It’s been hot here in Southern California considering it’s nearly the end of October. One of my favorite things to eat for breakfast on a hot California morning is a nice cool jar of overnight oats. I think we can all agree that peanut butter and banana are pretty amazing together. This is probably the best combination of flavors I’ve ever had in a jar of overnight oats.
Fair warning, however; this breakfast is high in calorie and high in fat. If you want something lower in calorie, I would suggest nixing the nuts and keeping the peanut butter portion down to two tablespoons. You can also use reduced fat peanut butter, which is what I used. It saves a tiny amount of calories and fat. I’m never one to buy reduced fat anything but some time ago I discovered reduced fat peanut butter by Skippy and fell in love. It’s less oily, which I like.

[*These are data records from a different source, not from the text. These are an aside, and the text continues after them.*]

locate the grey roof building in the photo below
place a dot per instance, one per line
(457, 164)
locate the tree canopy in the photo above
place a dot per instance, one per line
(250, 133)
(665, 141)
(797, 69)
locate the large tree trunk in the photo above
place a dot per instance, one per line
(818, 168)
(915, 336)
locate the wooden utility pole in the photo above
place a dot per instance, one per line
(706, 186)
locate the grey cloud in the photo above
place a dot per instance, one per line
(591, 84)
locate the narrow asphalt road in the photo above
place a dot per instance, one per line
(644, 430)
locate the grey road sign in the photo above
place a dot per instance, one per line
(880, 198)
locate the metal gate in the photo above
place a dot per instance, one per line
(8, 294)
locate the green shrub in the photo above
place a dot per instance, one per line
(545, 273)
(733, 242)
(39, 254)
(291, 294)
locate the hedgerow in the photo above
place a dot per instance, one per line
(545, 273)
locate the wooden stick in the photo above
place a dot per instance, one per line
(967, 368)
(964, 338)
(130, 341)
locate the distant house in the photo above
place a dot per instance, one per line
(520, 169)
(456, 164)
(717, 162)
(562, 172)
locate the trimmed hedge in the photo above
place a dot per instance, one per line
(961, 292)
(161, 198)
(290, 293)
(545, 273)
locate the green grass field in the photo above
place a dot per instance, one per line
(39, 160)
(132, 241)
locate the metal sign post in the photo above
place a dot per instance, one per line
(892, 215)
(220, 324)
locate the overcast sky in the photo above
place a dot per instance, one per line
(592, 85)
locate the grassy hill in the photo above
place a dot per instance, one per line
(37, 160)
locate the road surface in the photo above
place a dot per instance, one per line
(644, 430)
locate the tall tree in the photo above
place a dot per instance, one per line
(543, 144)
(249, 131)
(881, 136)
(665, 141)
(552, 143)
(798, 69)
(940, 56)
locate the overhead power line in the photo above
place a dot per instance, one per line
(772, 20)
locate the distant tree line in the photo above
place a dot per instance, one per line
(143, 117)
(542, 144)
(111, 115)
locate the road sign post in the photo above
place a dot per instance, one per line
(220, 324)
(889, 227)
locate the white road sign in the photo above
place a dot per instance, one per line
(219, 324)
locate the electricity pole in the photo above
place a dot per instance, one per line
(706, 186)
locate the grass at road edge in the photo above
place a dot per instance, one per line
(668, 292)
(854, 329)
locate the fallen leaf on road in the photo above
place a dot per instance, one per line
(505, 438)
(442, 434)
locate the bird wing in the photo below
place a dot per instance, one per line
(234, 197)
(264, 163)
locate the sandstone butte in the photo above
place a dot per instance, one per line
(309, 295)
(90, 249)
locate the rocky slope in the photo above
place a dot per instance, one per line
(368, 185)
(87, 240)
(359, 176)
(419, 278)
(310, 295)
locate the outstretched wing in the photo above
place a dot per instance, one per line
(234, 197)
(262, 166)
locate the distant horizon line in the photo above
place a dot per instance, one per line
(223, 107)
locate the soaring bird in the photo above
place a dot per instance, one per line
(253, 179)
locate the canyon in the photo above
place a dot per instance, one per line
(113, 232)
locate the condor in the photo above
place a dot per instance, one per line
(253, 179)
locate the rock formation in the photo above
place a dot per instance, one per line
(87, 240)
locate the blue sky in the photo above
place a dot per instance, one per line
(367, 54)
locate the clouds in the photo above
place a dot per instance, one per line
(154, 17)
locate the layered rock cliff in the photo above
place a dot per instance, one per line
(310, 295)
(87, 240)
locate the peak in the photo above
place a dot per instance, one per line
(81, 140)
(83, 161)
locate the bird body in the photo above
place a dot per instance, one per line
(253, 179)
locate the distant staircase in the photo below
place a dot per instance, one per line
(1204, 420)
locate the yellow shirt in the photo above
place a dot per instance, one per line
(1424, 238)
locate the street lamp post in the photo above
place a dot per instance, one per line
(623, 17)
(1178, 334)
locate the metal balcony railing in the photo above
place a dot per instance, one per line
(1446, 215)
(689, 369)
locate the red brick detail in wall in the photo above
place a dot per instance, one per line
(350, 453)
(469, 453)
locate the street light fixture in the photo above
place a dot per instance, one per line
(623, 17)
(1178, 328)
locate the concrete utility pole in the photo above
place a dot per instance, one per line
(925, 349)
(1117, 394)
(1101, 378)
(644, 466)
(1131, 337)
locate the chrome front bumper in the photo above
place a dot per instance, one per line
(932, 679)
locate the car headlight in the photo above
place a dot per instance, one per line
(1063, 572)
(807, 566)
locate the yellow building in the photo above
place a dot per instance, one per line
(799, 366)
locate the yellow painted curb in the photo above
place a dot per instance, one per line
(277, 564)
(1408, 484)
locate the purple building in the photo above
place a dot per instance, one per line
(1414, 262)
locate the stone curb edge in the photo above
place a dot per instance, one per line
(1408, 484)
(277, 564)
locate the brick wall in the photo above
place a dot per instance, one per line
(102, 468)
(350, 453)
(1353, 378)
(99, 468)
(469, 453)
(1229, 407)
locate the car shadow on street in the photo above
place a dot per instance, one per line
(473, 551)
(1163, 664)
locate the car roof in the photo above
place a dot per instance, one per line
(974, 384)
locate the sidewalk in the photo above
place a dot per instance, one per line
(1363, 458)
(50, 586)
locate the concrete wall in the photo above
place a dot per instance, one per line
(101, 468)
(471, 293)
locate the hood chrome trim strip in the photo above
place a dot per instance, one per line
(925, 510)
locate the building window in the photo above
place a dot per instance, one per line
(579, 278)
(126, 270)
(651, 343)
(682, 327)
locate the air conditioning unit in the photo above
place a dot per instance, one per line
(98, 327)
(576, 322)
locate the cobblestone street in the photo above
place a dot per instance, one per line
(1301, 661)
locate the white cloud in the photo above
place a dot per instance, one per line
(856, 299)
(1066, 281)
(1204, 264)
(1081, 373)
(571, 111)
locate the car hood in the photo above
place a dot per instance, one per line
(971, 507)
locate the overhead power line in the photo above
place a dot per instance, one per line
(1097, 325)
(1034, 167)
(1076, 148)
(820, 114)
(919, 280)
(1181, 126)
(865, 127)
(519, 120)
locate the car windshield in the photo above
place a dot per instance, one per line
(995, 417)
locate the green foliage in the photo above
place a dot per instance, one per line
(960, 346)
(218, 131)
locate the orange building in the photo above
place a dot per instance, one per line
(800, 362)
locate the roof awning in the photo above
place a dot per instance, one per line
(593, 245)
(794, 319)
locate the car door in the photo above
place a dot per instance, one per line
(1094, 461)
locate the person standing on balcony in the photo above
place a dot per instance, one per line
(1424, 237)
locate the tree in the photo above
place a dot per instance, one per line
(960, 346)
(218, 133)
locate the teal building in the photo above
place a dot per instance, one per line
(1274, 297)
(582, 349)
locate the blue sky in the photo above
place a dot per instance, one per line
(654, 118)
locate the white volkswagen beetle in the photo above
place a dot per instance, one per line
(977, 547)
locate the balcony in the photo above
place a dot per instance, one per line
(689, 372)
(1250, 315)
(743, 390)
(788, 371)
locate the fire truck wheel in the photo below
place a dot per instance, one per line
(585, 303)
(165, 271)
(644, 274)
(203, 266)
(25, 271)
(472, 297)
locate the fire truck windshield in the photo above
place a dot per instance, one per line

This recipe is quick to prepare the night before and the morning of. You can add the honey and peanut butter the night before to save some time if you’d like. I’ve tried throwing all the ingredients together the night before (and mixing) and I didn’t like it as much. Just a little tip from me to you!
- 1 small ripe banana
- ½ c. oats
- pinch of salt
- ½ c. almond milk
- ½ T. honey
- 2 to 3 T. peanut butter
- 2 T. chopped peanuts (I used roasted peanuts)
- The night before you’re going to eat your oats, place the oats and a pinch of salt in a mason jar. Cover and shake the jar to distribute the salt. Pour almond milk into the jar and cover tightly. Store in the refrigerator overnight.
- When you’re ready to eat breakfast, top the oats with peanut butter, honey and peanuts. Stir together.